Une nouvelle perspective sur la santé publique
Le travail de Charlié ne se limite pas à l’arrangement artistique des ossements, mais vise à comprendre comment ces individus ont vécu et sont morts, afin de retracer l’histoire de la santé publique à Paris et dans ses environs. Cela s’inscrit dans le cadre d’une étude historique très longue sur les maladies, les corps présents dans les catacombes datant de différentes périodes, certaines des plus anciennes restes ayant plus de mille ans, remontant à l’époque mérovingienne.
Les avancées scientifiques
Une des méthodes principales utilisées est la paléopathologie, où l’équipe examine des échantillons d’os à la recherche de traces de maladies comme le rachitisme, la syphilis et la lèpre, qui laissent des marques reconnaissables sur les restes squelettiques.
Les recherches pourraient offrir des aperçus incroyables et des traitements pour les maladies que nous rencontrons aujourd’hui. Par exemple, il sera possible de vérifier si une syphilis ayant causé la mort d’un individu au XVIe siècle est la même que celle que nous connaissons aujourd’hui, ou si l’agent pathogène a considérablement évolué.
Les espoirs de l’équipe
Les chercheurs extraient également de l’ADN à partir des dents pour identifier les agents infectieux des maladies et déterminer si elles ont évolué au fil des siècles, comme la peste qui a tué de nombreuses personnes rapidement sans laisser de traces visibles.

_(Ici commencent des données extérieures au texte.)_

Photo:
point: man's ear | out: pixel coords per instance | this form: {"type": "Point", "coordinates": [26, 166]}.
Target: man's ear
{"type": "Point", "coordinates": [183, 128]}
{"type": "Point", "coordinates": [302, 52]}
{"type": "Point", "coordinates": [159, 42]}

Les experts s’attaquent également aux intoxications dues à des niveaux élevés de métaux lourds tels que le mercure, l’arsenic et le plomb. L’utilisation du carbone 14 devrait permettre de connaître l’âge des ossements, et un simple comptage devrait permettre d’obtenir un décompte plus précis du nombre d’individus enterrés, que Charlié estime à plus de 6 millions.
Les premiers résultats de cette recherche, qui en est à sa troisième année, sont attendus d’ici la fin de 2024, bien que l’achèvement complet de cette étude puisse prendre des décennies.